The Montague and Capulet families are embroiled in a long-running feud. When Romeo Montague (Douglas Booth) attends a Capulet ball in disguise, he immediately falls in love with the beautiful Juliet (Hailee Steinfeld), the daughter of his families’ sworn enemy. Although already engaged to a man she does not love, Juliet agrees to marry Romeo. They ask Friar Laurence (Paul Giamatti) to perform the ceremony in secret, but bloodshed and tragedy threaten the couple’s future.
William’s Shakespeare’s most famous work is adapted for the screen once again, now always trying to break out of the shadows of Baz Luhrmann’s epic adaptation several years ago. Packing the Bard’s entire play into 118 minutes is a tough challenge regardless of director or cast, yet that has been accomplished here.
At times it feels at odds to see the film move so fast through some of the more incandescent moments in the lives of the main characters, but if a full blown adaptation were to occur it could run to several hours.

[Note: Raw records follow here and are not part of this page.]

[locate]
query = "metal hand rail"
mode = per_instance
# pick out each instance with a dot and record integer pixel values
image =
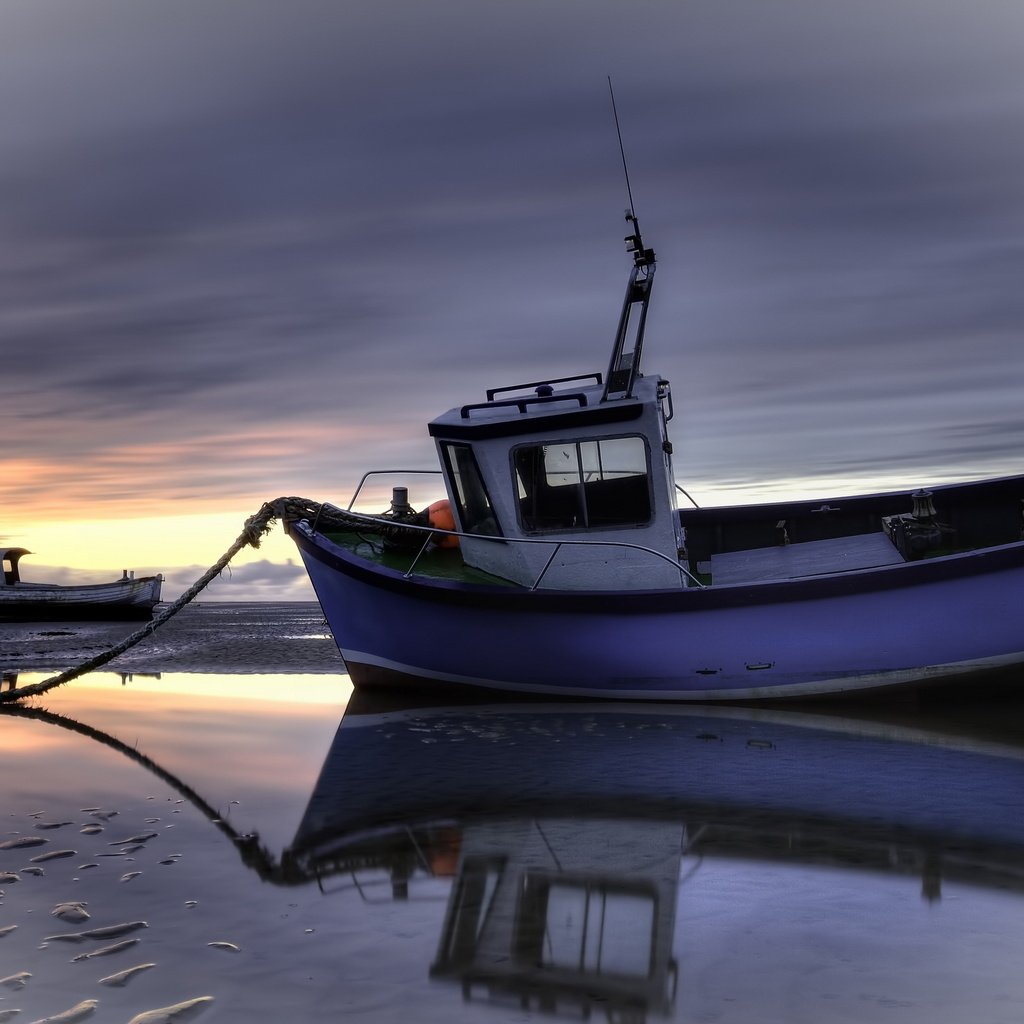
(556, 543)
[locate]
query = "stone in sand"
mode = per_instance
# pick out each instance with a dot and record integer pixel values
(110, 932)
(79, 1012)
(23, 841)
(105, 950)
(72, 912)
(122, 978)
(227, 946)
(172, 1015)
(52, 855)
(140, 838)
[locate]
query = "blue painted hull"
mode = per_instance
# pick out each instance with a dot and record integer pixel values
(946, 620)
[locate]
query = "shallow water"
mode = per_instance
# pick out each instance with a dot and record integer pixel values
(505, 862)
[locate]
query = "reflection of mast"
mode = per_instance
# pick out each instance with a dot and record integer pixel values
(566, 914)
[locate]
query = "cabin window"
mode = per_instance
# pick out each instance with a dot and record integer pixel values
(588, 927)
(475, 511)
(583, 484)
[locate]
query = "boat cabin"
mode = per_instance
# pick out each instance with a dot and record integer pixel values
(584, 462)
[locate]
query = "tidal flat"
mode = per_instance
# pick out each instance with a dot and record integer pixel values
(204, 835)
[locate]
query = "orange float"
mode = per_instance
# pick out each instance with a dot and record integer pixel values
(439, 516)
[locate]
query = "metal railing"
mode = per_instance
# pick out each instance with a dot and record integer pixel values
(556, 544)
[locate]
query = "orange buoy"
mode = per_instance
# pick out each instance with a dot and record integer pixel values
(439, 516)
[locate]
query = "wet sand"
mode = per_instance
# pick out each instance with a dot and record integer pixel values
(288, 637)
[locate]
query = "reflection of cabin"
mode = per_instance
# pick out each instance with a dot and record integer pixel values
(562, 914)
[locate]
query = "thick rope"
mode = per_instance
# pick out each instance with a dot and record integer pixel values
(253, 531)
(256, 526)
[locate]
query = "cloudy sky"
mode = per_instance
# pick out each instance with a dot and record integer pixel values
(249, 248)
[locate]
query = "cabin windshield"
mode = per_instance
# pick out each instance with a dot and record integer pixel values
(475, 511)
(583, 484)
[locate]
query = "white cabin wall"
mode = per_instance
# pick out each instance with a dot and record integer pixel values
(598, 564)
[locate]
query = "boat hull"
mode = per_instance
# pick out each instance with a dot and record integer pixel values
(897, 628)
(124, 599)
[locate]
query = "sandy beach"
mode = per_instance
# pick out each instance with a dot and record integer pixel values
(202, 637)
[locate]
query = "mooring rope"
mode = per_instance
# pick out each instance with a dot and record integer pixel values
(252, 534)
(325, 516)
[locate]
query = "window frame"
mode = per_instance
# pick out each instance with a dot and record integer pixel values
(584, 499)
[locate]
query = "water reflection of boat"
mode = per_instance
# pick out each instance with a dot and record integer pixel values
(568, 830)
(567, 841)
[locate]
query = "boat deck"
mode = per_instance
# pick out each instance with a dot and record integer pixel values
(792, 561)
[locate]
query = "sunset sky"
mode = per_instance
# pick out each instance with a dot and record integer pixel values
(249, 248)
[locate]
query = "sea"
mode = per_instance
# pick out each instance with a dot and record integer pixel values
(216, 826)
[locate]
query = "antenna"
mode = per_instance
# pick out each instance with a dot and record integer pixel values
(634, 243)
(629, 192)
(625, 366)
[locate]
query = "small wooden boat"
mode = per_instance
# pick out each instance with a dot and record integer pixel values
(577, 574)
(125, 598)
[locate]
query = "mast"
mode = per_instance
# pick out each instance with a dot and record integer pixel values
(624, 367)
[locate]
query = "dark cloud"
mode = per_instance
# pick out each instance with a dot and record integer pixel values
(230, 222)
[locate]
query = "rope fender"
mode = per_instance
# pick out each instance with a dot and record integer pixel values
(253, 531)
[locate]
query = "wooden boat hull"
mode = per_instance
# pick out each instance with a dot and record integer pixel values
(946, 620)
(124, 599)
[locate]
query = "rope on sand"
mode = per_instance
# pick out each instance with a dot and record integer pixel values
(255, 528)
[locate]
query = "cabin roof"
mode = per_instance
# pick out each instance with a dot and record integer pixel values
(528, 409)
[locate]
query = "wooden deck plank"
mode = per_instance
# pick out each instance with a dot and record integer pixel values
(792, 561)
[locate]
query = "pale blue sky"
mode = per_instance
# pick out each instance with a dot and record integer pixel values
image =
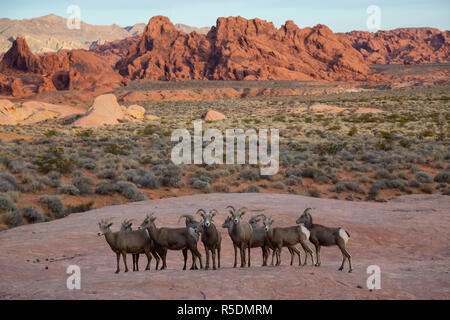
(340, 16)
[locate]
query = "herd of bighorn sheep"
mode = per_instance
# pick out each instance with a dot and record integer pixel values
(153, 241)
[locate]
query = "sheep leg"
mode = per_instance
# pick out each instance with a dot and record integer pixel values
(194, 261)
(207, 258)
(242, 249)
(307, 251)
(295, 250)
(317, 254)
(199, 256)
(149, 259)
(124, 256)
(136, 258)
(248, 248)
(345, 255)
(156, 256)
(264, 253)
(163, 257)
(118, 260)
(185, 257)
(292, 255)
(218, 256)
(235, 255)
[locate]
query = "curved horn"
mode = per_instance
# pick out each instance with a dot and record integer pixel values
(201, 211)
(214, 212)
(188, 217)
(231, 208)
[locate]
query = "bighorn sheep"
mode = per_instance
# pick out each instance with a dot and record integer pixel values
(171, 239)
(121, 243)
(211, 237)
(126, 226)
(195, 227)
(325, 236)
(241, 234)
(287, 237)
(259, 239)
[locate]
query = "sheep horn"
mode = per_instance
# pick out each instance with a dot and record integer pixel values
(187, 217)
(200, 210)
(214, 212)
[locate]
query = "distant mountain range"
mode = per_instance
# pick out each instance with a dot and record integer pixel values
(50, 33)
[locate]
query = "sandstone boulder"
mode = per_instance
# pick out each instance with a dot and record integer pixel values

Here in this version, it removes the fat and keeps the meat of the story, mainly down to the screenplay coming from Downton Abbey creator Julian Fellows. It’s tight and on the mark for all key points so it’s difficult to be disappointed when it skips such small moments.
The issue that always surrounds Romeo & Juliet is having the right couple as the leads; we need to believe that these are a real loved-up couple that will stop at nothing to be together. As Juliet, Hailee Steinfield pulls up a rather impressive performance. Her sexual desires come to the forefront every time they meet, and her wayward wailing towards her family of lost love is highly charged. She skips along the language with ease and almost makes it feel easy to digest.
The problem arrives with Douglas Booth’s interpretation of Romeo. His over the top melodrama recalls bad school plays with stilted expression and constant underwhelming bravado. Playing it more towards the Twilight fan base rather than the Shakespeare collective, he may have the looks to melt teen hearts but if you haven’t the heart in the role it becomes difficult to emphasize with him. This also goes for his gang of merry men (boys?) who see it more as group of lads out on the town as it all gets a bit shouty and boisterous.
The backup cast is of great proportions, including such talent as Paul Giamatti, Stellan Skarsgard, Kodi Smit-McPhee, Natascha McElhone and Damien Lewis. They all deliver the language and styling out with ease but sadly they are only relegated to bit-part players in a film that needs them to be more at the forefront throughout.
This new version of Romeo & Juliet offers nothing new (but who was expecting it to?), however the movie zips along nicely without incessant interruption. The two leads are at odds in their acting which brings the film completely off balance for their moments together. It’s certainly not the worst of the Bard’s movie catalogue yet it lacks the authenticity we required from a big-screen adaptation of Shakespeare’s work.